その瞬間……オロカンの四肢が、切断されたのだ。
「ひぎゃぁああああああああああああああああああああ! 腕が! 足がぁあああああああああああああああ!」
本当に一瞬のことだった。
何が起きたのか、リーフ以外わからないでいた。
「お、お爺さま……今何を?」
「む? 視線で敵を切っただけじゃぞ?」
「うん。剣の達人は、何を使っても敵を切れるようになる。じーちゃんは視線だけで敵を切れるんだ。すごいよね!」
「ほっほ、リーフちゃんはさすがじゃな! わかっているなぁ! はっはっは!」
いやいやいや……とマーキュリーが首を振る。
にらんだだけで四肢を切り飛ばすとか、どんだけだよ……と内心で驚嘆のため息をついた。
「し、死ぬぅう!」
「死ぬわけなかろう。切断しただけじゃ。すぐまたくっつく……もっとも、逃げたら困るから、当分はそのままで居てもらうがのぉ……」
アーサーも、マーリンも激高していた。 だが彼らは歳を重ねているため、怒りを表に出すような幼いマネはしない。
ただ、淡々と。
愚か者に制裁を加える。
「愚かな貴族よ。おぬしの悪行は、しかと聞かせてもらった」
「あたしの作った盗聴器の魔道具で、すべて……記録させてもらいましたよぉ」
え、いつの間に……とマーキュリーが驚いている。
いつどこにつけたのか不安だった……。
「これをわしの、古い友人に報告させてもらう」
「ゆ、友人ってぇ……?」
「今は、国王をやっておるな」
「なっ!? そ、そんな……! 国王に報告するだってぇえええええええ!」
「ああ。

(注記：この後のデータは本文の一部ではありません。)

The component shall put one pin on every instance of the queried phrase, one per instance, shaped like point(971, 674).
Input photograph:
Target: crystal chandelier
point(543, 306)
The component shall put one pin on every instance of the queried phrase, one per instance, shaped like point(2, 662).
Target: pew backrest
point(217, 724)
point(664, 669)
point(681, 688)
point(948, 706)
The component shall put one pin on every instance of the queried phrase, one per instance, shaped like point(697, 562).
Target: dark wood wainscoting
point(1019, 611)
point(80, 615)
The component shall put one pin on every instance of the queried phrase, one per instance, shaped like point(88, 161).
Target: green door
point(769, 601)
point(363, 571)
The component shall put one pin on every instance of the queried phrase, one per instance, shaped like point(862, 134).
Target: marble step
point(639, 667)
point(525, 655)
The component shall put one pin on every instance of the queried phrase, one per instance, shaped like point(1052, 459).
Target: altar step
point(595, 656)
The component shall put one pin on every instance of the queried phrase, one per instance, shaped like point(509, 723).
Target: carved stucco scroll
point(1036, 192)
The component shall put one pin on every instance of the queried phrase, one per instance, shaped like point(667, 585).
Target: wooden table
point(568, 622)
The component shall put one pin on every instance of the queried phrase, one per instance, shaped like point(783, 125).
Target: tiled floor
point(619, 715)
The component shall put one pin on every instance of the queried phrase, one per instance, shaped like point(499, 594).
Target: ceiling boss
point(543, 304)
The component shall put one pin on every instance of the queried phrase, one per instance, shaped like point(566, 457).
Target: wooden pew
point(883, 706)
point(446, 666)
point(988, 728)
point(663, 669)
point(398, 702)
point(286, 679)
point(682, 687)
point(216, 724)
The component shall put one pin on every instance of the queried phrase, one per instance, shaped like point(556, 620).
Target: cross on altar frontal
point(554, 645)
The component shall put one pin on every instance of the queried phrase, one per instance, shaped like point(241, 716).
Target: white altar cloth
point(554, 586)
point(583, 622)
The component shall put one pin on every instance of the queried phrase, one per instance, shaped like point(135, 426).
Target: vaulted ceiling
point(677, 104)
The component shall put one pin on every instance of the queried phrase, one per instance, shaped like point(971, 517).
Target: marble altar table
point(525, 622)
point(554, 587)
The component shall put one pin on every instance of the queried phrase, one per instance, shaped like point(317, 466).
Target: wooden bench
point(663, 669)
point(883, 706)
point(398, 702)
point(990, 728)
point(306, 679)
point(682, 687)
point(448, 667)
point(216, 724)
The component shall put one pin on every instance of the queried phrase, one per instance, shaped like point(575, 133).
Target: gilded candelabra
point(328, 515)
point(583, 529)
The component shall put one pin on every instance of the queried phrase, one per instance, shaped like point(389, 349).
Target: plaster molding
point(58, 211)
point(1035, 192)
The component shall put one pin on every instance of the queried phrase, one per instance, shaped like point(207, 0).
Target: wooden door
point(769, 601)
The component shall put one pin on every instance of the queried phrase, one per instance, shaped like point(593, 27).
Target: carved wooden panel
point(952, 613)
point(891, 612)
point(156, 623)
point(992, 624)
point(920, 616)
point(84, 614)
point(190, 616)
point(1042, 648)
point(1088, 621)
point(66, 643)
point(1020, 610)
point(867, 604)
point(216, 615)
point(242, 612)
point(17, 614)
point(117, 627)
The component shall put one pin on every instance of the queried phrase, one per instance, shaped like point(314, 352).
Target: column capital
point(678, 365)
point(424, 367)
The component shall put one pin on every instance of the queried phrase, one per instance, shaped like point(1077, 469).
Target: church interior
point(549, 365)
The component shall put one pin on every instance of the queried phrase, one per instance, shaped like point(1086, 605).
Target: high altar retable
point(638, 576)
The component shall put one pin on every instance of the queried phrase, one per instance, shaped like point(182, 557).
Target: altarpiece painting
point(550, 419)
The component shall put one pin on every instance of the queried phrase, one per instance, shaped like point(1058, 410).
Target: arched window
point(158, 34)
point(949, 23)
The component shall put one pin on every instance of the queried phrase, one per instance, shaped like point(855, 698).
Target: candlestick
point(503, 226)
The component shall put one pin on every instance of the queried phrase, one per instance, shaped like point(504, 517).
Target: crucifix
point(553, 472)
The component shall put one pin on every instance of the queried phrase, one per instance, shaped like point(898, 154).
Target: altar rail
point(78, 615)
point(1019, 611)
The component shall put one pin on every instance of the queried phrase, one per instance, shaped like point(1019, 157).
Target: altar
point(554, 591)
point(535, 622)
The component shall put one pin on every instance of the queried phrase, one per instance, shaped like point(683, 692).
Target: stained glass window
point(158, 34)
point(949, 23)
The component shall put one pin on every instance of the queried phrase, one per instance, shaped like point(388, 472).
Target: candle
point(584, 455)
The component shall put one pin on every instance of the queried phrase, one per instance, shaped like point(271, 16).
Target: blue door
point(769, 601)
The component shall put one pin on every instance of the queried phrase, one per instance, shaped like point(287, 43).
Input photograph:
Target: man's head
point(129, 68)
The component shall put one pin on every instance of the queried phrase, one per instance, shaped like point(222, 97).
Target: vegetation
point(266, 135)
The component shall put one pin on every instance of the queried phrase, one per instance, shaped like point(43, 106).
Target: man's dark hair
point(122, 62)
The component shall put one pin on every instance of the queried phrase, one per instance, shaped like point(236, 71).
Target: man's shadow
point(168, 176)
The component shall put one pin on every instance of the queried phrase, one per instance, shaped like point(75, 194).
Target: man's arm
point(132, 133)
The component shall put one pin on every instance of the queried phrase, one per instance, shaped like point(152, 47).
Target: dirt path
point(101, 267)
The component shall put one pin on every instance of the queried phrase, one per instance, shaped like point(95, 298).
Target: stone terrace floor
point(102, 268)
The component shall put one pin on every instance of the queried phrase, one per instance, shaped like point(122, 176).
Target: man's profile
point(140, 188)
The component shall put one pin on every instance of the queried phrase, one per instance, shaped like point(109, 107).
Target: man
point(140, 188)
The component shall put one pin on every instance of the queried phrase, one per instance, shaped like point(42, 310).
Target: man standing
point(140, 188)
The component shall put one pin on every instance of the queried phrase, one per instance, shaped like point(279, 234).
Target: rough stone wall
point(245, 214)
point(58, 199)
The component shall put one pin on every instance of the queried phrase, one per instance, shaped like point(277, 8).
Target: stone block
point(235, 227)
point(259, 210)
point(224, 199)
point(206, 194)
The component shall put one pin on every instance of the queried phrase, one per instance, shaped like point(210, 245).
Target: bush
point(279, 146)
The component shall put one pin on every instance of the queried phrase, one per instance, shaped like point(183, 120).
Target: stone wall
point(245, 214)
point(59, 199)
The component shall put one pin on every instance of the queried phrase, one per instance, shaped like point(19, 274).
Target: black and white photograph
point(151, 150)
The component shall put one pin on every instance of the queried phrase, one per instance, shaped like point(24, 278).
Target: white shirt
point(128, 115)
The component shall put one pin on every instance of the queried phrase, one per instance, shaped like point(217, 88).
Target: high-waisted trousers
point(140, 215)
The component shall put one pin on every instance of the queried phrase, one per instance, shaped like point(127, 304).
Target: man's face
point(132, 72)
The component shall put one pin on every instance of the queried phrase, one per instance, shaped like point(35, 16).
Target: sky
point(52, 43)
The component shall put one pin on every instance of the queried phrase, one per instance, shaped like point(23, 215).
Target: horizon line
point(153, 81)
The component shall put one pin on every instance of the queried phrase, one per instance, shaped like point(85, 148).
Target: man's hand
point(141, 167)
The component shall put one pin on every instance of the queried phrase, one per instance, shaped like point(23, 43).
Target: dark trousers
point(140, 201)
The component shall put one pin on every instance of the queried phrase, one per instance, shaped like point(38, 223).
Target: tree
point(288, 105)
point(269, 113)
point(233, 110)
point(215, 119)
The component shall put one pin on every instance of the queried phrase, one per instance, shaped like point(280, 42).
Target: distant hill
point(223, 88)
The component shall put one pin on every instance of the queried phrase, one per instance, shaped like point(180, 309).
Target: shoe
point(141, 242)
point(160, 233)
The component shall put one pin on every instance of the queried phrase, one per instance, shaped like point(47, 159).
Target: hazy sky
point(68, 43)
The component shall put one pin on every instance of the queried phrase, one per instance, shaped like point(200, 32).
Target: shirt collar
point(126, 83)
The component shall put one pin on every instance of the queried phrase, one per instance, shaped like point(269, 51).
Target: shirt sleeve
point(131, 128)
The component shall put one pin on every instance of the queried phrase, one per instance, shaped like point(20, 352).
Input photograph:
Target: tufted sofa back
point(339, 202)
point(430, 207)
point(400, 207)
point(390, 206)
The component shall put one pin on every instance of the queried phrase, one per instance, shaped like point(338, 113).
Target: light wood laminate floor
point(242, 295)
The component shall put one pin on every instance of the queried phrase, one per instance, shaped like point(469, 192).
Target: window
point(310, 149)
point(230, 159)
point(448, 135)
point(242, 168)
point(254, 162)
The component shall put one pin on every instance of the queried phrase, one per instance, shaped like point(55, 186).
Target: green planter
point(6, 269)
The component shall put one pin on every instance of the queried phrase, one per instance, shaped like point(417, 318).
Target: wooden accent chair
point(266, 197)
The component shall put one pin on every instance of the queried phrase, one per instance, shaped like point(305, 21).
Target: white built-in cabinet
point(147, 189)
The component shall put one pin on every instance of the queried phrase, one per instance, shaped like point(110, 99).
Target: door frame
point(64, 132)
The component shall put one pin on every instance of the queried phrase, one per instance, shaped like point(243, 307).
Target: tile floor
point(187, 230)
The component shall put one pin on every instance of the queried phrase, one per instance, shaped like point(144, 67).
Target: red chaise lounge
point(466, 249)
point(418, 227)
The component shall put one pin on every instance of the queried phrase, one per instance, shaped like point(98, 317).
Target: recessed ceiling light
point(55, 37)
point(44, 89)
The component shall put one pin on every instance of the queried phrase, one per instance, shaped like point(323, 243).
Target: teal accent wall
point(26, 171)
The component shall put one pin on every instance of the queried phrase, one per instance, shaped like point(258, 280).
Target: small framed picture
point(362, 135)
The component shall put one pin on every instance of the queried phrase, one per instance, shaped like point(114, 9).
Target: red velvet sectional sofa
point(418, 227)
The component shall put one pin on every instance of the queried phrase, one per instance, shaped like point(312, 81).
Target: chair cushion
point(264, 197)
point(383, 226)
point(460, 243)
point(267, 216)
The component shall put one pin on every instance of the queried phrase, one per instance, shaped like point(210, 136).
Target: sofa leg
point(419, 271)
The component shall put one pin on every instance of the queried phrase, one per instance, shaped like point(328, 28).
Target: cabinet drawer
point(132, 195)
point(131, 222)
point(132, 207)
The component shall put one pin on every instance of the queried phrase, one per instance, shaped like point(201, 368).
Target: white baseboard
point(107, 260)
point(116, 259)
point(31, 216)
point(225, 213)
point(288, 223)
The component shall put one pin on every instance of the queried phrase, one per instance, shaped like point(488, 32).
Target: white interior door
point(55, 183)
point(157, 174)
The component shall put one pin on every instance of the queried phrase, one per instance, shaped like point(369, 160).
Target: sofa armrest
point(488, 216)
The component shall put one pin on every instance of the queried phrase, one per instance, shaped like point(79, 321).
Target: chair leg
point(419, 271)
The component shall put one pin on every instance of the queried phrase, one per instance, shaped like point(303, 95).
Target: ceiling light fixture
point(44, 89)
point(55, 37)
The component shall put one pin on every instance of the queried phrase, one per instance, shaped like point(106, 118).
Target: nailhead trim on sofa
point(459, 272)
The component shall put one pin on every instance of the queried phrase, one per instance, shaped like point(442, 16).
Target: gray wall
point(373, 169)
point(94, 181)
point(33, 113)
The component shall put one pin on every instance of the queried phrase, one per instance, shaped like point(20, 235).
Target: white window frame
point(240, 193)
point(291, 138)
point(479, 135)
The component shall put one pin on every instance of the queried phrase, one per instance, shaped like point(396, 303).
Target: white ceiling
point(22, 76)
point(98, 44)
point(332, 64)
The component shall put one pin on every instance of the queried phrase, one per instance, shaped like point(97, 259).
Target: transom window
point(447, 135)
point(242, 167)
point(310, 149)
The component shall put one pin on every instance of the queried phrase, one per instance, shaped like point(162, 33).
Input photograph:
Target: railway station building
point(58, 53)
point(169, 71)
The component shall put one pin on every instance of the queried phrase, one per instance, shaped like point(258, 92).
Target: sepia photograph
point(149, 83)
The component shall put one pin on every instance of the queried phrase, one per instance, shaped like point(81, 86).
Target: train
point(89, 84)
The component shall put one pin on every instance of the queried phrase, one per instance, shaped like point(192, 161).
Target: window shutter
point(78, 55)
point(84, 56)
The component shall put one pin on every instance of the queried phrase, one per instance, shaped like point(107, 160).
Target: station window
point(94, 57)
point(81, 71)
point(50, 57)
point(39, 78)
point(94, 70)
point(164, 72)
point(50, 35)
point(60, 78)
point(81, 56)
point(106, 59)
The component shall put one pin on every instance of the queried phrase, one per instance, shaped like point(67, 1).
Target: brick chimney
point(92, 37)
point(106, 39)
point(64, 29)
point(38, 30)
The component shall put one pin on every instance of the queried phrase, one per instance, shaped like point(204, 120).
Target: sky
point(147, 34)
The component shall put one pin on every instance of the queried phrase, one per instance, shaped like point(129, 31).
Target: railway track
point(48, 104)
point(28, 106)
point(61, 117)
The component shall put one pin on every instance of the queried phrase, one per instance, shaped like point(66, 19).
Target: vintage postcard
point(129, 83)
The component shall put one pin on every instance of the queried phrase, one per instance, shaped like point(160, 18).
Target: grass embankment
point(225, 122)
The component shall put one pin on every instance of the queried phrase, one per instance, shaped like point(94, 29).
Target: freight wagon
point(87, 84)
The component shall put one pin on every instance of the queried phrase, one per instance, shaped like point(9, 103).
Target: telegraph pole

領地の惨状を添えて、今回の件も含めて、裁いてもらおうかの」
マーリン、そしてアーサー。二人の英雄からの報告があれば、国が動くのも道理。
そして報告が行けば、すぐにオロカンの悪事が表に出るだろう。処罰は免れぬのは必須。
「投獄の上に、爵位剥奪くらいは、してもらおうかのばーさんや」
「そうですねぇ、あまりきついお仕置きをすると、リーフちゃんに引かれちゃいますからねぇ」
いやもう十分引いてるよ……とマーキュリーは思う。
リーフはただ、じーちゃんばーちゃんってすごいなぁとしか思っていなかった。
「ではな、リーフちゃん。わしはこの馬鹿と……ドクオーナを連れて去る」
「あ、う、うん……ありがとう」
「「いえいえ」」
アーサーは散らばったパーツを集めて、マーリンは消沈してるドクオーナを立たせる。
「いやだぁ……いやだぁ……わたくしは、失いたくない……貴族でいたいよぉ……」
「黙れ無礼者。貴様のような愚者に、貴族の地位も名誉ももったいなさすぎる」
「そのとおりですよぉ。【ふさわしい人物】にあげるのが一番ですねぇ」
ふさわしい人物? とリーフが首をかしげる。
そして転移魔法で、彼らは一瞬で飛んで、出て行ったのだった。